The spread of COVID-19 has disrupted many facets of normal life — including the collection of real-world data.
With fewer people enrolling in clinical trials, trials postponed, inpatient office visits delayed or canceled and routine cancer screening effectively on hold, a significant disruption in data around oncology care is to be expected.
What do these disruptions mean for those diagnosed with cancer and for the field of oncology at large?
In the latest episode of the “Real World Talk” podcast, we spoke with Dr. CK Wang, COTA’s Chief Medical Officer, and Dr. Ming He, COTA’s Senior Medical Director, about the importance of real-world data (RWD) and the difficulties the COVID-19 pandemic poses for collecting that data.
Competition for trial participants has always been stiff, and access to patients can be difficult. COVID-19 has exacerbated this challenge by throwing the entire system into what can only be described as chaos.
“The COVID pandemic has essentially disrupted the well established clinical trial mechanism,” says Dr. Wang. As the disease has spread around the world, “patient enrollment has declined tremendously as inpatient office visits have declined precipitously.”
As a result, says Dr. Wang, ongoing trials had to adapt to remote monitoring, and many trials on the verge of launching were delayed until as late as 2021.
Still, real-world data is as important now as ever, especially in efforts to understand COVID-19. This pandemic may even underscore its importance in drug research and development.
“We have seen federal groups such as the CDC and FDA turning to real-world data during this time period,” Dr. Wang says, “to better understand this disease, and its real-world treatment as well as real-world patient outcomes. From my perspective, this has really brought real-world data to the forefront of drug development.”
Clinics have experienced changes in protocol around communication with colleagues, fellows and patients.
At the fellows clinic where Dr. He teaches hematology/oncology fellows, she says communication has been difficult. Training programs often require a large gathering of people, which obviously hasn’t been possible over the last few months.
“It’s very difficult to teach from the next room over,” Dr. He says of remote learning.
It’s also been challenging for doctors and fellows to communicate with patients in this environment.
For some patients, technology can be a barrier to communication. Patients lacking resources may not have access to remote communication technology like video conferencing, or they don’t know how to use it.
“It has been very difficult to provide the same effectiveness level that we have been able to in person, simply because of the difficulty in communication,” she says.
Dr. Wang, who runs his own clinic for cancer survivors, has been reaching out to patients by phone, which has let him postpone in-person clinic visits while still providing patient care.
“I have the luxury of doing that,” he acknowledges. “I know that many providers don’t, and as a result, many patients’ care is being delayed.”
Dr. Wang points out that routine cancer screening almost entirely stopped in waves around the world beginning two to three months ago, as regions shut down to prevent the spread of COVID-19.
“Arising from this [screening] gap is the concern of the potential long-term or short- to long-term impact of this disruption in patient care and patient outcome,” he says.
Missing opportunities for early cancer detection could mean potentially worse outcomes for patients in the near future.
Care might not be in accordance with the best standards for patients diagnosed with cancer just before the start of the pandemic.
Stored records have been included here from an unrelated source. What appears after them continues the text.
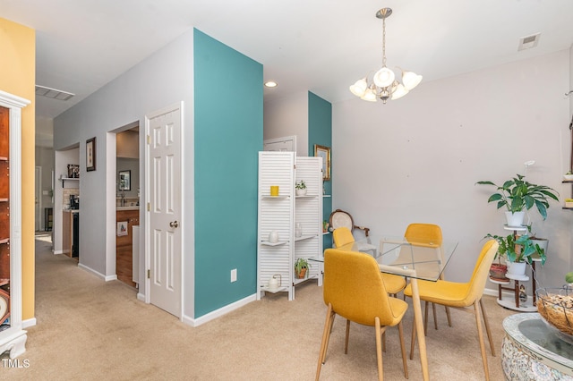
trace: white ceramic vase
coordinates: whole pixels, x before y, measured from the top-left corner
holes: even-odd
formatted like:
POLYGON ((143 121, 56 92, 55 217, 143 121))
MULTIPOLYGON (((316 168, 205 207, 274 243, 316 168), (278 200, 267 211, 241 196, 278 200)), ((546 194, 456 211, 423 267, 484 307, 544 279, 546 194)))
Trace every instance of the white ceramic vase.
POLYGON ((523 226, 523 219, 525 216, 526 212, 505 212, 508 226, 523 226))
POLYGON ((526 275, 526 262, 508 262, 508 274, 512 275, 526 275))
POLYGON ((269 233, 269 241, 270 243, 277 243, 278 241, 278 232, 273 230, 269 233))

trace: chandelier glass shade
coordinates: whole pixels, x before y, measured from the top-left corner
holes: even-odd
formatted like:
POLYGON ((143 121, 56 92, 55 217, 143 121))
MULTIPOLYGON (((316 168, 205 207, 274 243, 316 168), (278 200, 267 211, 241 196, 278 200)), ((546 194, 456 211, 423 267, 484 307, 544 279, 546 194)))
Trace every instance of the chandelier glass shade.
POLYGON ((377 98, 383 103, 388 99, 398 99, 422 81, 421 75, 400 69, 400 82, 394 72, 386 66, 386 18, 390 14, 390 8, 382 8, 376 13, 376 17, 382 19, 382 68, 374 73, 370 83, 368 74, 350 86, 350 91, 354 95, 369 102, 376 102, 377 98))

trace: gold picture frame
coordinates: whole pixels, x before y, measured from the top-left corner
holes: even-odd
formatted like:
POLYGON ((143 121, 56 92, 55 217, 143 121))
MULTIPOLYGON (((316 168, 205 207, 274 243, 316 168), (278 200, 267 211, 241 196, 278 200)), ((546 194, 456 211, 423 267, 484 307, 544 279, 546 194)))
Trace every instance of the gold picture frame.
POLYGON ((96 138, 86 140, 86 171, 96 170, 96 138))
POLYGON ((322 157, 322 181, 330 180, 330 148, 314 145, 314 156, 322 157))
Some cancer-related procedures haven’t been considered urgent, so hospitals have delayed elective surgeries.
The situation has forced oncologists to come up with alternative forms of care, including unproven therapy strategies, to care for patients until surgery becomes an option.
“We really don’t know what the ramifications are and what the outcome is going to be for these patients as a result,” says Dr. Wang.
But, he says, this time is also interesting, because clinics are almost forced to pressure-test new therapies and protocols for care, such as virtual consultations in place of clinic visits.
Traditionally, specialists have always wanted to see patients in person. That might not seem unreasonable, but reducing in-person visits due to the pandemic has highlighted the absence of alternative protocols. In an effort to adapt, institutions are creating new protocols for telemedicine and virtual visits.
“Certainly, everyone is just doing the best they can,” says Dr. He.
Postponed patient care will mean fragmentation not only in the quality of care but in clinical documentation, as well. That is likely to mean gaps in data.
But even without the added barriers, a pandemic raises, real-world data is challenging to create. Clinicians don’t typically consider the potential use case for data they’re creating when entering information into an electronic medical record system (EMR). EMRs were designed for billing purposes and that is still one of its primary functions. The clinical documentation part is changing and evolving with each new generation of EMRs, and there is no consistency across the brands.
“They see it as a necessity to getting paid,” says Dr. Wang.
EMRs don’t typically require physicians to enter datasets in a specific way, so data isn’t standardized. Therefore, it’s difficult to curate and derive insights.
Both Drs. Wang and He are optimistic, however, that the field is moving toward more standardized methods and formats of clinical documentation.
Dr. He notes that newer data curated in recent years has tended to be more organized and easier to work with. She credits this to physicians’ comfort with electronic systems and documentation.
“Hopefully,” she says, “this will make our jobs a little bit easier going forward.”